The settings are stored in the key EDGE_BUNDLE as a base64 encoded value that include the following:

  • BUNDLE_VERSION: The current version of the bundled Wallaroo pipeline.
  • EDGE_NAME: The edge name as defined when created and added to the pipeline publish.
  • JOIN_TOKEN_: The one time authentication token for authenticating to the Wallaroo Ops instance.
  • OPSCENTER_HOST: The hostname of the Wallaroo Ops edge service. See Edge Deployment Registry Guide for full details on enabling pipeline publishing and edge observability to Wallaroo.
  • PIPELINE_URL: The OCI registry URL to the containerized pipeline.
  • WORKSPACE_ID: The numerical ID of the workspace.

For example:

{'edgeBundle': 'ZXhwb3J0IEJVTkRMRV9WRVJTSU9OPTEKZXhwb3J0IEVER0VfTkFNRT14Z2ItY2NmcmF1ZC1lZGdlLXRlc3QKZXhwb3J0IEpPSU5fVE9LRU49MzE0OGFkYTUtMjg1YS00ZmNhLWIzYjgtYjUwYTQ4ZDc1MTFiCmV4cG9ydCBPUFNDRU5URVJfSE9TVD1kb2MtdGVzdC5lZGdlLndhbGxhcm9vY29tbXVuaXR5Lm5pbmphCmV4cG9ydCBQSVBFTElORV9VUkw9Z2hjci5pby93YWxsYXJvb2xhYnMvZG9jLXNhbXBsZXMvcGlwZWxpbmVzL2VkZ2UtcGlwZWxpbmU6ZjM4OGMxMDktOGQ1Ny00ZWQyLTk4MDYtYWExM2Y4NTQ1NzZiCmV4cG9ydCBXT1JLU1BBQ0VfSUQ9NQ=='}
base64 -D
ZXhwb3J0IEJVTkRMRV9WRVJTSU9OPTEKZXhwb3J0IEVER0VfTkFNRT14Z2ItY2NmcmF1ZC1lZGdlLXRlc3QKZXhwb3J0IEpPSU5fVE9LRU49MzE0OGFkYTUtMjg1YS00ZmNhLWIzYjgtYjUwYTQ4ZDc1MTFiCmV4cG9ydCBPUFNDRU5URVJfSE9TVD1kb2MtdGVzdC5lZGdlLndhbGxhcm9vY29tbXVuaXR5Lm5pbmphCmV4cG9ydCBQSVBFTElORV9VUkw9Z2hjci5pby93YWxsYXJvb2xhYnMvZG9jLXNhbXBsZXMvcGlwZWxpbmVzL2VkZ2UtcGlwZWxpbmU6ZjM4OGMxMDktOGQ1Ny00ZWQyLTk4MDYtYWExM2Y4NTQ1NzZiCmV4cG9ydCBXT1JLU1BBQ0VfSUQ9NQ==^D
export BUNDLE_VERSION=1
export EDGE_NAME=xgb-ccfraud-edge-test
export JOIN_TOKEN=3148ada5-285a-4fca-b3b8-b50a48d7511b
export OPSCENTER_HOST=doc-test.edge.wallaroocommunity.ninja
export PIPELINE_URL=ghcr.io/wallaroolabs/doc-samples/pipelines/edge-pipeline:f388c109-8d57-4ed2-9806-aa13f854576b
export WORKSPACE_ID=5

The JOIN_TOKEN is a one time access token.
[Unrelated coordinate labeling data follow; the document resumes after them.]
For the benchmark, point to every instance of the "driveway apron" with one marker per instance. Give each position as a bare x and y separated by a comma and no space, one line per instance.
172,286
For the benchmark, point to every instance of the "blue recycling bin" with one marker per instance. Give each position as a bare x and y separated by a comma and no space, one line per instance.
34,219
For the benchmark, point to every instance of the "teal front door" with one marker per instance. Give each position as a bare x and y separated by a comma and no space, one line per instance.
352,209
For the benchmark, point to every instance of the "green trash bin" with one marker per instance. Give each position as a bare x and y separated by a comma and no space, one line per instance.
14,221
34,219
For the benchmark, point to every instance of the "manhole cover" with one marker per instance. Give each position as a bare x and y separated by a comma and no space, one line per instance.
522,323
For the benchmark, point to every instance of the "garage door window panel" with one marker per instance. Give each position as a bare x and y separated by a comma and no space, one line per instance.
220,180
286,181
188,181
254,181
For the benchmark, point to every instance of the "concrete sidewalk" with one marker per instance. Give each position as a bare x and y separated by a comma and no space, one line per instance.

Once used, a JOIN_TOKEN expires. The authentication session data is stored in persistent volumes. Persistent volumes must be specified for docker and docker compose based deployments of Wallaroo pipelines; helm based deployments automatically provide persistent volumes to store authentication credentials.
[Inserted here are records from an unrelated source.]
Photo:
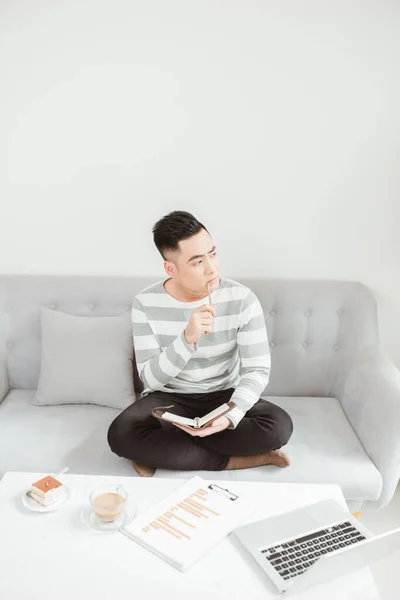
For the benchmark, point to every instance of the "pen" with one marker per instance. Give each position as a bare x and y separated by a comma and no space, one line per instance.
209,301
209,294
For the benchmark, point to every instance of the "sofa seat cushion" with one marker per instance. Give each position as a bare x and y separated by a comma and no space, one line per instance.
322,449
48,438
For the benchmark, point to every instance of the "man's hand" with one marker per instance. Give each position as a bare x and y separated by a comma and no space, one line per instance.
200,322
215,427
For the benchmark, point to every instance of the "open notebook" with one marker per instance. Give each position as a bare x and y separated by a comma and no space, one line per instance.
186,524
160,412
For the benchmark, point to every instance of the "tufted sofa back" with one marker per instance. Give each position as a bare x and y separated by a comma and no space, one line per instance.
313,326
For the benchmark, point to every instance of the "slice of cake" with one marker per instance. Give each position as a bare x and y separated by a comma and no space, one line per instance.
46,490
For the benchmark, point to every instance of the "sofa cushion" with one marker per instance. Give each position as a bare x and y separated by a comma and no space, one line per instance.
49,438
323,447
85,360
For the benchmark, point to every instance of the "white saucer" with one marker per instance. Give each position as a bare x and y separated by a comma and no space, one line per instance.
30,503
92,521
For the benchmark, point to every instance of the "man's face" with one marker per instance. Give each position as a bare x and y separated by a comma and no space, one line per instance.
196,263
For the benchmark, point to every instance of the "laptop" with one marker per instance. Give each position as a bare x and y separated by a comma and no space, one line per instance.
313,544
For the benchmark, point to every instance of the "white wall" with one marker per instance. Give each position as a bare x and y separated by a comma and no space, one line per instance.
277,125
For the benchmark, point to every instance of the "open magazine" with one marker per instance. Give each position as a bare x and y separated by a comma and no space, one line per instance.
190,521
161,412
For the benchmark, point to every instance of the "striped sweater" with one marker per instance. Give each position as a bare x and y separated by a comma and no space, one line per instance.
234,355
The JOIN_TOKEN has the following time to live (TTL) parameters.

  • Once created, the JOIN_TOKEN is valid for 24 hours. After it expires the edge will not be allowed to contact the OpsCenter the first time and a new edge bundle will have to be created.
  • After an Edge joins to Wallaroo Ops for the first time with persistent storage, the edge must contact the Wallaroo Ops instance at least once every 7 days.
    • If this period is exceeded, the authentication credentials will expire and a new edge bundle must be created with a new and valid JOIN_TOKEN.

Wallaroo edges require unique names. To create a new edge bundle with the same name:

  • Use the Remove Edge to remove the edge by name.
  • Use Add Edge to add the edge with the same name. A new EDGE_BUNDLE is generated with a new JOIN_TOKEN.